Agrandir l’image
L'architecte Émile Aillaud travaillant sur la maquette de Grigny (91). © Fonds Aillaud. SIAF/Cité de l'architecture et du patrimoine/Archives d'architecture contemporaine

Repères, Vie de l'Agence

Le renouvellement urbain : une discipline en constante évolution

En passant de la rénovation au renouvellement, de la démolition à la réhabilitation, les politiques de transformation urbaine montrent qu’elles savent s’adapter aux réalités des quartiers. Nous avons interrogés différentes actrices et acteurs de l'écosystème du renouvellement, habitués à travailler avec l’ANRU. Ils nous livrent leur regard sur ces évolutions.

Vu dans en villes, le mag de l'anru

Publié le

Au lendemain de la Seconde Guerre mondiale, la France doit reconstruire.

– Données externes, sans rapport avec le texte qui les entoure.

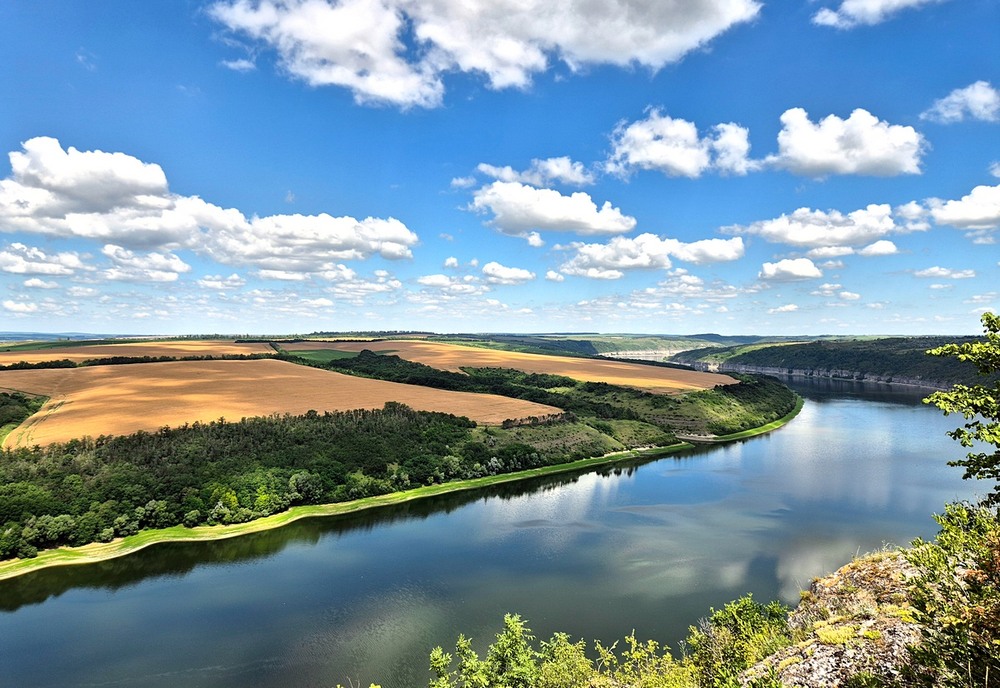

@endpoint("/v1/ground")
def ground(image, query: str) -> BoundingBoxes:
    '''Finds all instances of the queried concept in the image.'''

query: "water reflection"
[0,381,974,688]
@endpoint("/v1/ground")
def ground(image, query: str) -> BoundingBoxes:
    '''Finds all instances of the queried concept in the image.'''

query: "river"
[0,381,976,688]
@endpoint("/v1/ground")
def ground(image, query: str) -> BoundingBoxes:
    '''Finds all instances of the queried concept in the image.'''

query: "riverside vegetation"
[0,352,797,559]
[430,313,1000,688]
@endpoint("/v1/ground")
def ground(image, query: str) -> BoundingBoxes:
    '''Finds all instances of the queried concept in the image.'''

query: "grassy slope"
[0,400,802,580]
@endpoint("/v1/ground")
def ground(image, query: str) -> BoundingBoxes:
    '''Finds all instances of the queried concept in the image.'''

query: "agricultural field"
[288,340,735,394]
[0,354,561,447]
[0,339,274,365]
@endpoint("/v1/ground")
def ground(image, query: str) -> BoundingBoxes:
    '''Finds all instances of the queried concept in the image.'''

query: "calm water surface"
[0,383,976,688]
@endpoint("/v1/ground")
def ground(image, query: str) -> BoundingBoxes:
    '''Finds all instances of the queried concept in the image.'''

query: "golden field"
[0,339,274,365]
[0,358,561,446]
[286,340,735,394]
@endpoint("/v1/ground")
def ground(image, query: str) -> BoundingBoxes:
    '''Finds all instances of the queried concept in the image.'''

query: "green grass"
[288,349,358,363]
[0,388,803,580]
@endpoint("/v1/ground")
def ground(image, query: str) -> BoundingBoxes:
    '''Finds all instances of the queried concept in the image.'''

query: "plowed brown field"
[286,340,735,393]
[0,339,274,365]
[0,354,561,446]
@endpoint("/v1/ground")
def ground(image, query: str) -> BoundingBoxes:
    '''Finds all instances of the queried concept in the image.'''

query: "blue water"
[0,383,977,688]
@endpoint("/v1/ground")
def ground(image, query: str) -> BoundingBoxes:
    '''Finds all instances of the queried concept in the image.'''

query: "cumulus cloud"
[913,265,976,279]
[605,109,759,178]
[219,57,257,72]
[24,277,59,289]
[0,137,418,272]
[927,184,1000,230]
[0,243,86,275]
[478,156,594,186]
[725,204,905,249]
[858,239,899,258]
[3,300,38,315]
[470,181,636,236]
[559,233,744,279]
[483,261,535,284]
[101,244,191,282]
[209,0,760,108]
[758,258,823,282]
[920,81,1000,124]
[767,108,927,177]
[813,0,944,29]
[197,272,247,290]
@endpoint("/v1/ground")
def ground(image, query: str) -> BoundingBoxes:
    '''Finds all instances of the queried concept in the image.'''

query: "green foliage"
[906,504,1000,688]
[687,595,791,688]
[430,614,696,688]
[0,392,46,441]
[924,313,1000,504]
[672,337,976,385]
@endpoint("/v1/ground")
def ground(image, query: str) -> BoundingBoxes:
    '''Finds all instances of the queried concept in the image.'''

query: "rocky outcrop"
[741,552,920,688]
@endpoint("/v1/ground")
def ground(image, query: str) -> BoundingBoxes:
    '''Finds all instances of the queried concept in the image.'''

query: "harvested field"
[0,339,274,365]
[0,359,561,446]
[288,340,735,394]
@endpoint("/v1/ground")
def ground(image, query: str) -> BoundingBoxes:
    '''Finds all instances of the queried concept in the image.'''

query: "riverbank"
[0,398,804,580]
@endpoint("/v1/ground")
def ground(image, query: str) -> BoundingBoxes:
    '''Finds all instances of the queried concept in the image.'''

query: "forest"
[671,337,978,387]
[0,360,796,558]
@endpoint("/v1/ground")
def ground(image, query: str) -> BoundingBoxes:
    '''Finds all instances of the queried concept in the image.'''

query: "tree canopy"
[924,313,1000,506]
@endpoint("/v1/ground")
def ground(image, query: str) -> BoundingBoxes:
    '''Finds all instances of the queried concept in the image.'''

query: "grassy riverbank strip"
[0,398,803,580]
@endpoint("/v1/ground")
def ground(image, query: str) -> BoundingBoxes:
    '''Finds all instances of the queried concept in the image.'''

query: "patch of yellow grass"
[0,339,274,365]
[288,340,735,393]
[0,359,561,446]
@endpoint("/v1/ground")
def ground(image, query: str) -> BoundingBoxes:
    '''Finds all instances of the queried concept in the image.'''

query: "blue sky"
[0,0,1000,334]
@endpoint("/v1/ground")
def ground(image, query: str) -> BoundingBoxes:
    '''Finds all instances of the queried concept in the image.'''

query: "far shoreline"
[0,395,805,581]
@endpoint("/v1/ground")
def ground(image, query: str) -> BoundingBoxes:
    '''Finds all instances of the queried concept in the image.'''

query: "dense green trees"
[924,313,1000,505]
[0,352,795,559]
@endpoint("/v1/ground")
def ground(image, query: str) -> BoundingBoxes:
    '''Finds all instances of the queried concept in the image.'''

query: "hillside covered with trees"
[0,360,796,559]
[670,337,977,389]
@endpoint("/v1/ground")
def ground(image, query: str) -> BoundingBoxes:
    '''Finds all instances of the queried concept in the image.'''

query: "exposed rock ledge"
[741,552,920,688]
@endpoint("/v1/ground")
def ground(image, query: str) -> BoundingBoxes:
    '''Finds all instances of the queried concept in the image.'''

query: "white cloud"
[197,272,247,290]
[913,265,976,279]
[893,201,931,232]
[0,243,86,275]
[920,81,1000,124]
[758,258,823,282]
[209,0,760,108]
[927,184,1000,230]
[724,204,904,249]
[219,57,257,72]
[524,232,545,248]
[813,0,943,29]
[858,239,899,258]
[767,108,926,177]
[476,156,594,186]
[483,261,535,284]
[559,233,744,279]
[0,137,417,272]
[101,244,191,282]
[806,246,854,259]
[24,277,59,289]
[471,181,636,236]
[3,300,38,315]
[605,109,757,178]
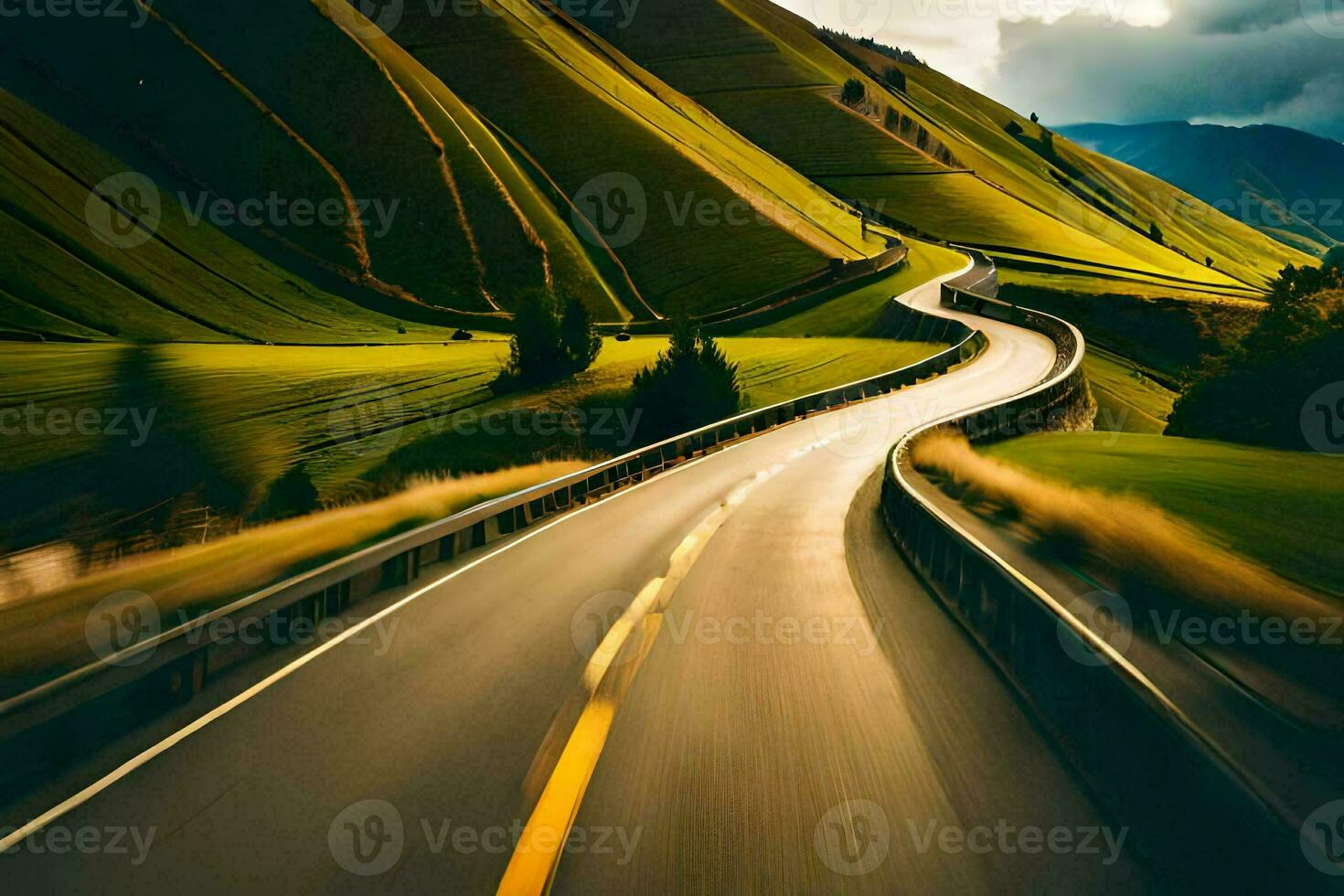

Les hautes tours sortent de terre, transforment le visage des quartiers entre les années 1950 et 1970. Cette politique des « grands ensembles » a indéniablement permis un accès au confort moderne pour ses habitants. Mais ils sont nombreux à se plaindre de l’absence de commerces, de transports, de vie de quartier. Un changement de paradigme était nécessaire. La naissance de la politique de la ville à la fin des années 1970, la création d’un ministère de la ville en 1990 ou celle de l’ANRU en 2004 témoignent, chacune à leur façon, de cette volonté d’adapter l’intervention publique aux réalités des quartiers prioritaires. 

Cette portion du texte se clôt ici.